Some diabetic people use this index to select foods, in particular carbohydrates. High glycemic index of a food is associated with greater increase in blood sugar. But foods with low index are not necessarily healthier. For example, foods high in fat tend to have lower glycemic index values than some healthier options do. Nevertheless, the low GI diets are, experts say, one of the best choices for diabetics. It is just a matter of making adjustments to your particular needs to get your personalized and balanced healthy GI diet.


Coherent eating habits help you control the level of your blood sugar. That is why you should try to eat every day at about the same time and the same amount of food. Aim to meet your nutritional needs by including a variety of healthy foods. With the help of a dietitian, plan a program to meet these guidelines:

+ Carbohydrates must provide 45 to 65% of daily calories diabetic diet
+ Fats, 20 to 35% of daily calories+ Protein, 15 to 20% of daily calories.
+ Eat adequate carbohydrates. Focus on the healthiest ones, the complex carbohydrates (starches), such as vegetables, whole grains, fruits, low-fat dairy products and legumes.
+ Select fiber-rich foods. Dietary fiber consists of all parts of plant foods that your body cannot absorb or digest. Fiber helps control blood sugar levels and decreases the risk of heart disease.
+ Every day consume about 25 to 30 grams of fiber. High-fiber foods include fruits, vegetables, legumes (lentils, beans, etc), wheat bran, nuts and whole-wheat flour. At the same time, limit saturated and trans fats. Heart-healthy eating becomes a vital part of your diabetes diet because your risk of stroke and heart disease is increased by your diabetes, which accelerates the development of hardened and clogged arteries.
+ Try to avoid trans fat completely, and get only up to 7% of your daily calories from saturated fat.

The best way to achieve this is to
+ Reduce the amount of shortening, butter and margarine you eat. In short, limit solid fats.
+ Use low-fat substitutes. For example, instead of butter, top your baked potato with low-fat yogurt or salsa.
+ Instead of margarine, use sugar-free fruit spread on toast.
+ Opt for unsaturated fats. Aim for monounsaturated fats such as canola oil or olive oil. Polyunsaturated fats are a healthier choice as well. You can find them in seeds and nuts, for instance.

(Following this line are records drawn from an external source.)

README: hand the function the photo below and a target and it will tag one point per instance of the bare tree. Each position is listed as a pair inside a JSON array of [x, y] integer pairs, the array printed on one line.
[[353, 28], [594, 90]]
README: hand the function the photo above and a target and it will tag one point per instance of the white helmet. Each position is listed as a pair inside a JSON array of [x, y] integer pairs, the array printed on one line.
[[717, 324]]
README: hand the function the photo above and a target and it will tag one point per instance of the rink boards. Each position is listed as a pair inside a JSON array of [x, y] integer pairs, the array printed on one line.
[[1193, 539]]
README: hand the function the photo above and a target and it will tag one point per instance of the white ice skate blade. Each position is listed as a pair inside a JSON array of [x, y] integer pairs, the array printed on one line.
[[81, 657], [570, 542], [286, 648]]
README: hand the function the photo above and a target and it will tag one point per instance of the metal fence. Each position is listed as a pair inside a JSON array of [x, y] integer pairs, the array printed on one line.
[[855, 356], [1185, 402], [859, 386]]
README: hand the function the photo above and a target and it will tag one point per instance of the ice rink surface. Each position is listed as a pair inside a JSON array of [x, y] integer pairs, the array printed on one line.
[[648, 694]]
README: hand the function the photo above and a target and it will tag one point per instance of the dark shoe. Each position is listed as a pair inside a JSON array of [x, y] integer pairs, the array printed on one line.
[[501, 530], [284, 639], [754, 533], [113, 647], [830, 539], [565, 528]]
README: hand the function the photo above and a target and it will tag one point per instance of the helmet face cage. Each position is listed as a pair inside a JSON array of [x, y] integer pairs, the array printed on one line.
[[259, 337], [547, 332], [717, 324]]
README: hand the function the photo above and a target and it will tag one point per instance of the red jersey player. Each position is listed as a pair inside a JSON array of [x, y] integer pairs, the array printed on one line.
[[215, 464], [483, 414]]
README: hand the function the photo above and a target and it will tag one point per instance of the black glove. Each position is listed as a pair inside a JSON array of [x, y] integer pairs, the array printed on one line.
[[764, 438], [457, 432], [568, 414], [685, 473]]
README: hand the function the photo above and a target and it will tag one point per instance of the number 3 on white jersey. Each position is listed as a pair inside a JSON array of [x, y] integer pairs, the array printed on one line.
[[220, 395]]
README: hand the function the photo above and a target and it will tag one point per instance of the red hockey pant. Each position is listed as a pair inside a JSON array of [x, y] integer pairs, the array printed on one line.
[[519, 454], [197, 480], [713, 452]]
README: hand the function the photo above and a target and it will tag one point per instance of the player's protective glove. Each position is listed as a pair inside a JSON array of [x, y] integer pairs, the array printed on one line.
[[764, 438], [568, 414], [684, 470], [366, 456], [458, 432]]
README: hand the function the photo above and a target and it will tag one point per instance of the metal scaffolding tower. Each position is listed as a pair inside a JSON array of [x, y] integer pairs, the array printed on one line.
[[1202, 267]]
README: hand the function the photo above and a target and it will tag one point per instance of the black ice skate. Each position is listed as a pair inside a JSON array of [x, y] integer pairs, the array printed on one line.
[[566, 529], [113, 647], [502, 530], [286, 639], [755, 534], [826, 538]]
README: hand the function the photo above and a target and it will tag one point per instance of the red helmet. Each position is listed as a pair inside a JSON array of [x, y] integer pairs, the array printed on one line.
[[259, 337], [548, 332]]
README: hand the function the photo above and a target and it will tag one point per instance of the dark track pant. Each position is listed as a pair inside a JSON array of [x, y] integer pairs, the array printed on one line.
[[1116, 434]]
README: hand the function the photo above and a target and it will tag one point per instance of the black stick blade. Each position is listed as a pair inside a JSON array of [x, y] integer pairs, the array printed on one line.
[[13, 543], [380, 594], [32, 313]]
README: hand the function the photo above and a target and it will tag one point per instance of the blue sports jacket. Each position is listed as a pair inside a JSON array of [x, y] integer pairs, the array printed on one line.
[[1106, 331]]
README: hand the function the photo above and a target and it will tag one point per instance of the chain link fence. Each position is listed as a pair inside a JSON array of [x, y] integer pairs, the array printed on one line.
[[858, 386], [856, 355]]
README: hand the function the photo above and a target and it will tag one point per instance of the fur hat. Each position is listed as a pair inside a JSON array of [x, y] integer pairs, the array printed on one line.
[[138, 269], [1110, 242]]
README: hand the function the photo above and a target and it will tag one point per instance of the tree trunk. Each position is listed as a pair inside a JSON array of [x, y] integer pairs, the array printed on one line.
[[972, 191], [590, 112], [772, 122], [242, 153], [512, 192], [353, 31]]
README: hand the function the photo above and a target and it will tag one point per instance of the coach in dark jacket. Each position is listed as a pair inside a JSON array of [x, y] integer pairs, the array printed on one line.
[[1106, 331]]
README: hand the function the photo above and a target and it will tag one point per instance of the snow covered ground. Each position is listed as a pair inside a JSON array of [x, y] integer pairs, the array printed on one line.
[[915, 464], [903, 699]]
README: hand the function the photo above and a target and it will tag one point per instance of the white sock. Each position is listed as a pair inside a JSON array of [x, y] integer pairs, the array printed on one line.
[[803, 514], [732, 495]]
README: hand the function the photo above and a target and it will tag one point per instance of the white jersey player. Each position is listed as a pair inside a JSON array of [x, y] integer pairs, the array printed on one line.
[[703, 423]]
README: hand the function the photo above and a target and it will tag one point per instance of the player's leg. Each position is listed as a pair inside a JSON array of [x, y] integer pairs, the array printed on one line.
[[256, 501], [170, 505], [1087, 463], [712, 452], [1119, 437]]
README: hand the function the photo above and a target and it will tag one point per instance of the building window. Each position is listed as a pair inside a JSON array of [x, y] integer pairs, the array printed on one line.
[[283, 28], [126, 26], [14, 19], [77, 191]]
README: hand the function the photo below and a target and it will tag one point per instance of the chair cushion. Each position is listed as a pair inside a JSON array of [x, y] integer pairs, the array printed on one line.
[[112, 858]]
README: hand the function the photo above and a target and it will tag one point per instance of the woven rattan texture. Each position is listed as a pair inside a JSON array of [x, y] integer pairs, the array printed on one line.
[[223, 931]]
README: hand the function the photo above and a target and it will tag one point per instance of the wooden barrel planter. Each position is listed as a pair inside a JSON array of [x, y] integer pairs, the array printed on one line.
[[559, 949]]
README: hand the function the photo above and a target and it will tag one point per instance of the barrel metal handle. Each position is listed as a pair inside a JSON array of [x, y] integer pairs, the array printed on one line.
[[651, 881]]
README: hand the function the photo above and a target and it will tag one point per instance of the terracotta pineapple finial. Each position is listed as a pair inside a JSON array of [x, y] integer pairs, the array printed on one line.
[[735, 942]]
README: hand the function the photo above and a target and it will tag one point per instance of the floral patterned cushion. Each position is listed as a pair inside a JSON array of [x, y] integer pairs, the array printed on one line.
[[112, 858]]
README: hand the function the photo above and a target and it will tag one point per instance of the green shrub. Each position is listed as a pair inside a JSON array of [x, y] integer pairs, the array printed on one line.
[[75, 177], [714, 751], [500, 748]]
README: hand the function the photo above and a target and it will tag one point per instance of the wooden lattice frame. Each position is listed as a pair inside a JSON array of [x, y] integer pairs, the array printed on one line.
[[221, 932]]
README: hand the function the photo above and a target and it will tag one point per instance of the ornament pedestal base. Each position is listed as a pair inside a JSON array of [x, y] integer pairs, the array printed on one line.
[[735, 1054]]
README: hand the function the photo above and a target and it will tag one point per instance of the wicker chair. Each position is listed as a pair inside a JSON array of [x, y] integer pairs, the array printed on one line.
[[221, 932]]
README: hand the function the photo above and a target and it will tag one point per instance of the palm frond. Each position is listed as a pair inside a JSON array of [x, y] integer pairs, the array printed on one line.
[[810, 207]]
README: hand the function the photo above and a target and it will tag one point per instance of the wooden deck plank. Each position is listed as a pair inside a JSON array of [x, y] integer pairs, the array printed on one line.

Nevertheless, remember that all fat is high in calories. Here moderation is essential.
You may develop fatty deposits in your blood vessels if there is too much cholesterol in your blood. And these deposits make it difficult for your blood to flow freely through your arteries. So curb dietary cholesterol. Consume only up to 200 milligrams of cholesterol a day, to keep it under control in your blood.


+ Instead of organ meats use lean cuts of meat
+ Choose egg replacements over egg yolks
+ Instead of whole milk products opt for skim milk
+ Consume heart-healthy fish twice a week at least. Tuna, halibut and cod, for instance, have less fat and cholesterol than do meat and poultry. So fish can be a good substitute for high-fat meat. Other fish such as herring, mackerel and salmon are rich in omega-3 fatty acid, which promote heart health by lowering blood triglycerides.

CAUTIONS? Avoid fried fish and also fish containing high levels of mercury, such as swordfish, king mackerel and tilefish.


Adhering firmly and devotedly to your diabetes diet is the best way to prevent diabetes complications by maintaining your blood sugar under control. If you want, work in your favorite foods and foods you have not tried before, for greater variety. Follow your healthy-eating plan, a low GI diet or any other, and be creative within its guidelines.

Try to join others who are following a diabetes diet and enjoying the benefits, and look for inspiration from them.